Consistent with our research on growing enterprise adoption of hybrid cloud infrastructure, JFrog says the software components that developers consume and the software release processes they produce must both be supported, as they are in Artifactory, across on-premises and public cloud infrastructure. For that reason, leading public cloud providers AWS, Google and Microsoft are among JFrog’s key technical collaborators and partners.

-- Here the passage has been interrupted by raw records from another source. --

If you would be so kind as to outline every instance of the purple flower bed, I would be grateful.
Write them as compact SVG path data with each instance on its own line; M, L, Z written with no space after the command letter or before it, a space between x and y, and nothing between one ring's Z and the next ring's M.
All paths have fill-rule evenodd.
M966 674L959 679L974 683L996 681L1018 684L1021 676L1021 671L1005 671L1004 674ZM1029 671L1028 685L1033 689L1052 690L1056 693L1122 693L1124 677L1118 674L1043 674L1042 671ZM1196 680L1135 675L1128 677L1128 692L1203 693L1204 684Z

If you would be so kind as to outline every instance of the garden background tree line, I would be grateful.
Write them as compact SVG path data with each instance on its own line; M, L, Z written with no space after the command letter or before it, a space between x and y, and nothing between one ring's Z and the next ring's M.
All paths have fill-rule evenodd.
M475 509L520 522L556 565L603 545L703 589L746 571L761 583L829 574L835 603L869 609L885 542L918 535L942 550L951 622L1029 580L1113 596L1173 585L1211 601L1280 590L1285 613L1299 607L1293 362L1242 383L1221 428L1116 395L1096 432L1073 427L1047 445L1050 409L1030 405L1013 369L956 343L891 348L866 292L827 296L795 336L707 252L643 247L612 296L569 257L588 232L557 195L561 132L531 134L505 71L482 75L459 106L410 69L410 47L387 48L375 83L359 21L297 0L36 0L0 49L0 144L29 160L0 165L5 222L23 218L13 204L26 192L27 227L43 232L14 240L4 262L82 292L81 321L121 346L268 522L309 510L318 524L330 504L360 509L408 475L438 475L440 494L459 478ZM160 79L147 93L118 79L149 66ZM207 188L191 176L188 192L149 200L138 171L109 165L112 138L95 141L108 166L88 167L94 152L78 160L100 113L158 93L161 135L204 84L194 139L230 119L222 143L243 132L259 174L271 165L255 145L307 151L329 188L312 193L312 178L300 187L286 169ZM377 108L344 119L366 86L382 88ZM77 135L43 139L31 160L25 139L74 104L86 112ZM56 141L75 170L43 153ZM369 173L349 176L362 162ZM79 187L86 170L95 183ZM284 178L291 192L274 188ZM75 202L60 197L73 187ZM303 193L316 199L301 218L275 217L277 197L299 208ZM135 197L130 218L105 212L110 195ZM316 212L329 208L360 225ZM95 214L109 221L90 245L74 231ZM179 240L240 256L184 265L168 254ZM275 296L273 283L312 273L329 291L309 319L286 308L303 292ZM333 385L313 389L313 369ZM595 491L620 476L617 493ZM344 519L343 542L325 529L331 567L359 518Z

Beyond these cloud providers, JFrog also partners with a variety of other vendors in runtime environments (Docker, Rancher, VMware and Kubernetes), metadata and analysis (Black Duck, SumoLogic, WhiteSource), deployment and distribution (Akamai, Chef, HashiCorp, NetApp and Puppet) and automated build and delivery (Atlassian, CircleCI and Jenkins supporters). JFrog also recently joined the Cloud Native Computing Foundation – home of the Kubernetes container management and orchestration project – as a gold member.
JFrog reports more than 4,000 paying customers, and highlights that all of its revenue comes from software subscriptions rather than support or professional services. Key enterprise verticals for the company include financial services, technology, retail and social media. Common use cases for JFrog center on micro-datacenters whereby customers’ stores, locations and other resources each become individual datacenters. JFrog also indicates that multi- and hybrid-cloud implementations are a growing area of interest among customers.
JFrog competes primarily with other suppliers of repository management and automation software. This includes Sonatype, which is similarly focused on adding security to automation and DevOps releases. Another competitor is Docker with its Docker Trusted Registry that frequently accompanies Docker container applications. NPM Enterprise also represents a degree of competition for JFrog, given fairly broad use in CI/CD pipelines.
JFrog may also face increasing competition from other vendors that are expanding their footprint in DevOps, despite the company’s integration with them. These include infrastructure automation vendors Chef, Puppet, Red Hat with Ansible and SaltStack, all of which have expanded more broadly into CI/CD. Others, such as test and process automation players, include Electric Cloud, Plutora, Skytap and XebiaLabs.
Its integration with the array of software components and infrastructures involved in DevOps, as well as with customers’ existing efforts toward automated releases, position JFrog well for enterprise customers.
While its enterprise profile is growing, JFrog may not appeal to enterprises unfamiliar with the company, or those that are focused on automating workflows and releases on their own.
Continued growth of DevOps in the enterprise, as well as containers, microservices, hybrid cloud and IoT, all bode well for JFrog’s continued, rapid growth.
Public cloud providers with features and capabilities, such as functions as a service or serverless, may become more competitive to JFrog over time despite existing integrations and partnerships.